Anche gli Stati graziano i rustici fuori zona

Dopo il sì del Nazionale in marzo, ieri anche gli Stati hanno deciso di approvare - per 25 voti a 16 - la mozione che prevede una sanatoria per gli edifici costruiti più di 30 anni fa fuori dalle zone edificabili. Una buona notizia, dunque, per migliaia di edifici tradizionali, come i rustici ticinesi, gli chalet vallesani e i maiensässe grigionesi. La mozione, lo ricordiamo, era stata depositata dopo una sentenza del 2021 del Tribunale federale che, esprimendosi sul caso di un deposito lucernese in zona agricola, aveva deciso che le costruzioni illegali dovessero essere demolite, anche se costruite un trentennio prima.
Il dibattito in aula
Secondo i calcoli della televisione svizzero tedesca SRF, sarebbero circa 600.000 gli edifici situati fuori zona edificabile. In Ticino si parla di circa 2 mila rustici. Durante il dibattito, il consigliere agli Stati Marco Chiesa (UDC) ha evidenziato che «il rispetto della legalità è un principio indiscutibile e indiscusso in Svizzera.

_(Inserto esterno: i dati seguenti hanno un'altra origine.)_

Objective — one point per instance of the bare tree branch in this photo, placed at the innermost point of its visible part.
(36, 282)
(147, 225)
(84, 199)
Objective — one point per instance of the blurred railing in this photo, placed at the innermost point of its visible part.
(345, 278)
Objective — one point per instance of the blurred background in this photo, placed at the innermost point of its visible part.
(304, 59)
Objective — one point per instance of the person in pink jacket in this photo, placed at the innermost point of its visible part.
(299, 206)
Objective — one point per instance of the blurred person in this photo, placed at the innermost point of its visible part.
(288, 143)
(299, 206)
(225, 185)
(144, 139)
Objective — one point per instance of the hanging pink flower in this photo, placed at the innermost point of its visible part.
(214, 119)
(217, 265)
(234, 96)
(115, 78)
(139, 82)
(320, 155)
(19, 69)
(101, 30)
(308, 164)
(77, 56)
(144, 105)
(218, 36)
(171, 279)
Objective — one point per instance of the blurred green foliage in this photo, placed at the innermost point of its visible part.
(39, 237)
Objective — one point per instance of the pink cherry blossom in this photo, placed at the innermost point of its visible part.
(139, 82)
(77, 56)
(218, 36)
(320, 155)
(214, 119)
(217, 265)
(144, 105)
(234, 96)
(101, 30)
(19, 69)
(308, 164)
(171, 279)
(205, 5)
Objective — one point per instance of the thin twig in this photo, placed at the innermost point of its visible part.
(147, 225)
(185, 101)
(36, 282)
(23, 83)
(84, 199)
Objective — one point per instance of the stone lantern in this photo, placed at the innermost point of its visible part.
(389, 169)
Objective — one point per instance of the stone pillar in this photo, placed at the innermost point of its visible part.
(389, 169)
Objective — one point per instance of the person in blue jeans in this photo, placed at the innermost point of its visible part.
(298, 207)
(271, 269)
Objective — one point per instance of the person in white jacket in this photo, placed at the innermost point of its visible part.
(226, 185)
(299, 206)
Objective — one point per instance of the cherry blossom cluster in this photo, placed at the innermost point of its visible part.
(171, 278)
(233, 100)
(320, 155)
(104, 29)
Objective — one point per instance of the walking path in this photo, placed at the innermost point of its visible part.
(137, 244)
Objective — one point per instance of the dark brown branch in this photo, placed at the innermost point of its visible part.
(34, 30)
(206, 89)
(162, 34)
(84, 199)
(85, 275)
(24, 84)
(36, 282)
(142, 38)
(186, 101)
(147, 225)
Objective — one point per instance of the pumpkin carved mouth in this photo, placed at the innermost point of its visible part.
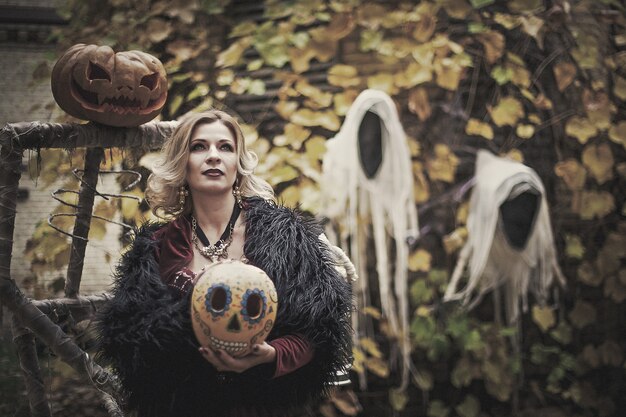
(121, 89)
(122, 103)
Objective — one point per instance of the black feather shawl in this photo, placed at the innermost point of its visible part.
(145, 331)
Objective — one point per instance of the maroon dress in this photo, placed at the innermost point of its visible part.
(292, 351)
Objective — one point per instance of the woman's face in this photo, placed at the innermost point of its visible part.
(212, 165)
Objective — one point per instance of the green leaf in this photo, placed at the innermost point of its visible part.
(477, 4)
(398, 399)
(470, 407)
(461, 375)
(502, 75)
(438, 408)
(562, 333)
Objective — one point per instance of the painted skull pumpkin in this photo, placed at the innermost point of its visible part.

Ma in questo caso non si tratta di autorizzare un’edificazione selvaggia in zone dove essa è vietata o fortemente limitata, bensì di trattare la questione con una sana e lungimirante ragionevolezza». Secondo il presidente democentrista, è «sostenibile chiedere che non vi sia una disparità di trattamento tra la costruzione di immobili all’interno delle zone edificabili rispetto a quelli costruiti all’esterno di esse. Come altrettanto ragionevole è evitare a Cantoni e Comuni il controllo di più di 600.000 edificazioni in tutta la Svizzera». Diversa, per contro, la posizione dell’ecologista ginevrina Lisa Mazzone e della consigliera federale Simonetta Sommaruga, secondo le quali la mozione non fa altro che premiare i furbi e chi ha violato la legge, speculando sul trascorrere del tempo. «Una cosa difficile da spiegare a quei Comuni che si danno da fare per far rispettare la legge», ha detto Sommaruga. «Stiamo parlando di costruzioni illegali», ha sottolineato più volte la «ministra» del territorio. «Non capisco questo bisogno di proteggere un atto illegale», ha quindi puntualizzato.
La reazione del Ticino
«Parlare di condono è improprio», premette da noi contattato il direttore del Dipartimento del territorio Claudio Zali. «Il termine presuppone infatti che qualcosa di illegale diventi legale. In questo caso, invece, viene semplicemente introdotto un termine di prescrizione di 30 anni, scaduto il quale non si può più far demolire un’opera abusiva». A ben guardare, spiega Zali, questo principio, «ancorché non ancorato alla legge, lo si riteneva già esistente come prassi». E questo fino alla sentenza dello scorso anno del TF. Alla quale, come detto, ha fatto seguito la mozione che, di fatto, ha tradotto in legge il termine dei 30 anni, tornando in pratica alla situazione antecedente alla sentenza. «Malgrado non si tratti di un passo avanti», dice Zali, «perlomeno la decisione delle Camere ci toglie da una situazione di incertezza creata dalla sentenza del TF». Insomma, «è una buona notizia, seppur minima». Sul tavolo, infatti, rimane «l’enorme problema» di trovare soluzioni per tutte le costruzioni abusive che hanno meno di 30 anni: «Occorrerebbe valutare una modifica di legge che apra a soluzioni diverse, visto che oggi è contemplata unicamente la demolizione della costruzione».